Animus
Talk to the world around you.
What Animus Is
AI-powered web app that identifies any physical object via camera, gives it a personality, and lets you have a full voice conversation with it as itself. Point at your microphone — it speaks its opening line immediately in its own voice. Speak back in any language, it responds in kind. Every object gets a distinct voice and speaking style matched to its personality. Live at animusai.app.

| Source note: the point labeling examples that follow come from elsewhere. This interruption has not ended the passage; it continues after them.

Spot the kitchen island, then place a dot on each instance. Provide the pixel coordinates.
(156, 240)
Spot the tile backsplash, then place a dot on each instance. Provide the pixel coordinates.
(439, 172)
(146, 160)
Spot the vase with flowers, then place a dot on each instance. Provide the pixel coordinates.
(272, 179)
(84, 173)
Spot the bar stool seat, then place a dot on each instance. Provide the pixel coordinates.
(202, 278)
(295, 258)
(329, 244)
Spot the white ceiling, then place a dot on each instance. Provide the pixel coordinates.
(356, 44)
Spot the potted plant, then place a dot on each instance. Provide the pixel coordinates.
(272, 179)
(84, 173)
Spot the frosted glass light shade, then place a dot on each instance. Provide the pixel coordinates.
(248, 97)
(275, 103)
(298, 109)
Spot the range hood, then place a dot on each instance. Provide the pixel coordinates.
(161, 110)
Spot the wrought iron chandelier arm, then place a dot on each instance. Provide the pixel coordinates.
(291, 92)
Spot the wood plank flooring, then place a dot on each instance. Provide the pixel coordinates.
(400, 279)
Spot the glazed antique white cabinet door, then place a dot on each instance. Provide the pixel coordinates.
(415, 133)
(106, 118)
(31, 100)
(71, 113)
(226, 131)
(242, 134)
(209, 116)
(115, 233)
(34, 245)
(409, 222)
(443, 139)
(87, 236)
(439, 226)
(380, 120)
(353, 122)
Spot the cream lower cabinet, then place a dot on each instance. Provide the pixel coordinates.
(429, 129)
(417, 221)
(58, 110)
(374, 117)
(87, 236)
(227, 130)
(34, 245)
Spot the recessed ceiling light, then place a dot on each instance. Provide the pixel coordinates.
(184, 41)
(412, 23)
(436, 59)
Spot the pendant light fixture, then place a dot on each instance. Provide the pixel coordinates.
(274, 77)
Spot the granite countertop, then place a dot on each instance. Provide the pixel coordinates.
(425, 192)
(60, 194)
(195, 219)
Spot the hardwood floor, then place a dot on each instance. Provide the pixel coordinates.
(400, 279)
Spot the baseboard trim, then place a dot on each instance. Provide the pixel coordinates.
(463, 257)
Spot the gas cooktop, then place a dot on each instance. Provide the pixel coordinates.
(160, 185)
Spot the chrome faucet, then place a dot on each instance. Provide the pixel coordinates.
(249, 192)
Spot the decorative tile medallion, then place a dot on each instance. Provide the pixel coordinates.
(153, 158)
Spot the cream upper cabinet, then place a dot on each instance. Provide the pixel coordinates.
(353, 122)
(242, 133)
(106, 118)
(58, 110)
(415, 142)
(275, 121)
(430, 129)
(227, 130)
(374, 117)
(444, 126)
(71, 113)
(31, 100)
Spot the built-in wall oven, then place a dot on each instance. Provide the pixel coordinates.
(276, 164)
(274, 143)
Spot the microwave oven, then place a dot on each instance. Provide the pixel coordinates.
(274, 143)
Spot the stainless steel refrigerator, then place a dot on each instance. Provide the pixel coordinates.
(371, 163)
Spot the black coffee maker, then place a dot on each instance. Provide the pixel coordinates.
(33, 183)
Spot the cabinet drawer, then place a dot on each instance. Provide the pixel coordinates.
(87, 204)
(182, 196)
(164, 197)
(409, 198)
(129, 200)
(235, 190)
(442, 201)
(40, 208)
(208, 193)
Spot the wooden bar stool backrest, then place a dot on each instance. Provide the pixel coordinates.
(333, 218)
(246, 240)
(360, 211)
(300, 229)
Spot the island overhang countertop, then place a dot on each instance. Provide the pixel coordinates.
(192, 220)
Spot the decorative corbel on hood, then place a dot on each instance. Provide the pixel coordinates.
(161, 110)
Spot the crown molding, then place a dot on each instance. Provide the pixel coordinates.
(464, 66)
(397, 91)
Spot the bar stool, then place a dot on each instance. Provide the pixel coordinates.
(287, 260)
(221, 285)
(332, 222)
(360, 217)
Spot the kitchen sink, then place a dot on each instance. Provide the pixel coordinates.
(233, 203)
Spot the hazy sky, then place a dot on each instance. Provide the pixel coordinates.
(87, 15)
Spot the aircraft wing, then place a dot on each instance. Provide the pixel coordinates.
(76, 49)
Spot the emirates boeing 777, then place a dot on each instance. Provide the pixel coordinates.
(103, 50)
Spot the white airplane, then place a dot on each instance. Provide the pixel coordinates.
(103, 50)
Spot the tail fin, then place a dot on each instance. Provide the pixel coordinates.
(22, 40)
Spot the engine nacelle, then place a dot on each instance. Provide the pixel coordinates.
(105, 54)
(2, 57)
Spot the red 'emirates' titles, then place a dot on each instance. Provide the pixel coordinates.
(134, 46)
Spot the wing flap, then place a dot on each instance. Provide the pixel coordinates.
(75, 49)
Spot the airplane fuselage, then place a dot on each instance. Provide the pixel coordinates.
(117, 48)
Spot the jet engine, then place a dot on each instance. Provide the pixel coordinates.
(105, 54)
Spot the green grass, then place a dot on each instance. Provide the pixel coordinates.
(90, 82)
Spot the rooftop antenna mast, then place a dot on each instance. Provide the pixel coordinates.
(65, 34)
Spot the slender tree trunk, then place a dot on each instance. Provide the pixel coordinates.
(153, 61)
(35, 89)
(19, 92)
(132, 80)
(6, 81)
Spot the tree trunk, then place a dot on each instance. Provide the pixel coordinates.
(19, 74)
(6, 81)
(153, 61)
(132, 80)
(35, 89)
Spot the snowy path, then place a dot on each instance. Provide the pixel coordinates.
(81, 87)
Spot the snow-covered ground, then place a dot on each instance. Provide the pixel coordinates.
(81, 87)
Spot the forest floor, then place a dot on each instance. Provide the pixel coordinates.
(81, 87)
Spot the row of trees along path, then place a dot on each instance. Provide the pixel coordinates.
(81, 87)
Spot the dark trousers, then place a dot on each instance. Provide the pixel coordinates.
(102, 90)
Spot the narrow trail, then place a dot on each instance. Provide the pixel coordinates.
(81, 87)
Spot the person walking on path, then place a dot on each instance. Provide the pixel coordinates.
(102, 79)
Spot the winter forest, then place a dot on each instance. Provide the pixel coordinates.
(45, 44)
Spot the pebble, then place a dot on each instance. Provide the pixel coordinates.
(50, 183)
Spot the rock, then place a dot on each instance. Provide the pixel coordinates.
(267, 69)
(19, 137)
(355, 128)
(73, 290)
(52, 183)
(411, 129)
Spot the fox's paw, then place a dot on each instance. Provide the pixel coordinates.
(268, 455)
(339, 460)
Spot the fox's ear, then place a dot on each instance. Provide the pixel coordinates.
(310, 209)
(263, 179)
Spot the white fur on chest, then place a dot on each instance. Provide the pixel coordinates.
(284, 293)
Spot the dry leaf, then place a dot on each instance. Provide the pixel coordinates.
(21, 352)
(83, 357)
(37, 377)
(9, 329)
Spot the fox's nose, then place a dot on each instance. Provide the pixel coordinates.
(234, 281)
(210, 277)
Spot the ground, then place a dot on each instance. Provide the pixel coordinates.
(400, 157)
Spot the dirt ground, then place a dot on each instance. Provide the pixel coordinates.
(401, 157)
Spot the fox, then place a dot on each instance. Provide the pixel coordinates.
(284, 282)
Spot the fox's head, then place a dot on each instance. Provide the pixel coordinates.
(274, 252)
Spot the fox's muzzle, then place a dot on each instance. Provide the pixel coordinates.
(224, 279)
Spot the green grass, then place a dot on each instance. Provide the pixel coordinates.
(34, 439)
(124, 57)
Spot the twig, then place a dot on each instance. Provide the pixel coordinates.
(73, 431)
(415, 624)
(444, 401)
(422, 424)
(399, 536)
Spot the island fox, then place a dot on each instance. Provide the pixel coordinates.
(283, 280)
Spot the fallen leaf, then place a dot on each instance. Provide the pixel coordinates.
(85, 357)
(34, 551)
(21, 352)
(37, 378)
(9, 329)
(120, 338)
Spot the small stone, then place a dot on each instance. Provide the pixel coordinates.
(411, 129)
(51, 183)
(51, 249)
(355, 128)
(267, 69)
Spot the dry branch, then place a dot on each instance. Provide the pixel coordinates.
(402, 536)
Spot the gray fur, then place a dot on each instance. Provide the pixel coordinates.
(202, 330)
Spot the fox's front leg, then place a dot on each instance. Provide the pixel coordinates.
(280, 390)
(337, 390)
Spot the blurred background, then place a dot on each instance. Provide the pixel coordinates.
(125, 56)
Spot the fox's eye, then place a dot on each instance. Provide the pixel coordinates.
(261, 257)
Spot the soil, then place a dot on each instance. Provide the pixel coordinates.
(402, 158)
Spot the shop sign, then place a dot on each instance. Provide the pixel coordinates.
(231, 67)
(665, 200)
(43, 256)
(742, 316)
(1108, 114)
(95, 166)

Also available as a native Android app for Meta Ray-Ban Display glasses — AnimusGlasses runs the same pipeline through the glasses camera and speakers.
The Idea
What if the objects around you could speak? Not as assistants, not as tools — as themselves, with personality and perspective. It's an experiment in what becomes possible when AI understands the physical world well enough to give it a voice. The same pipeline — camera, vision AI, voice in, voice out — is what next-generation wearables and smart glasses will run. This is that, in a browser.
What I Built
- React + Vite frontend with a custom cyberpunk AR aesthetic — scanlines, glitch text, neon cyan/magenta, chromatic aberration, animated particle network landing page
- Gemini Vision API for object identification, personality generation, and voice selection — Gemini picks the voice and speaking style based on the object's perceived personality
- Gemini Chat API for stateless in-character conversation — 3-sentence response format where sentences 1+2 are always under 155 chars (speakable), sentence 3 is free
- Groq Whisper (
whisper-large-v3-turbo) for STT with automatic language detection — hold to speak, release to send - Groq Orpheus TTS (
canopylabs/orpheus-v1-english) — 6 voices matched to object personality, vocal direction tags (dramatic, calm, cheerful, etc.) prepended to control delivery - Multilingual voice pipeline — Whisper detects language, Gemini responds in that language, Web Speech API handles non-English TTS
- Scan history — every terminated conversation saved client-side, resumable without re-scanning
- Spatial markers — neon anchor dots placed at scan positions on the camera view, tap to resume
- Object connection mode — scan a second object to put two objects in conversation with each other; user controls pace and can interject between turns
- WebXR + Three.js integration — ARCore hit testing for real 3D spatial marker placement on Android Chrome; screen-coordinate fallback on all other devices
- AR camera effects — tap ripple, recognition beat (object name flashes on scan complete)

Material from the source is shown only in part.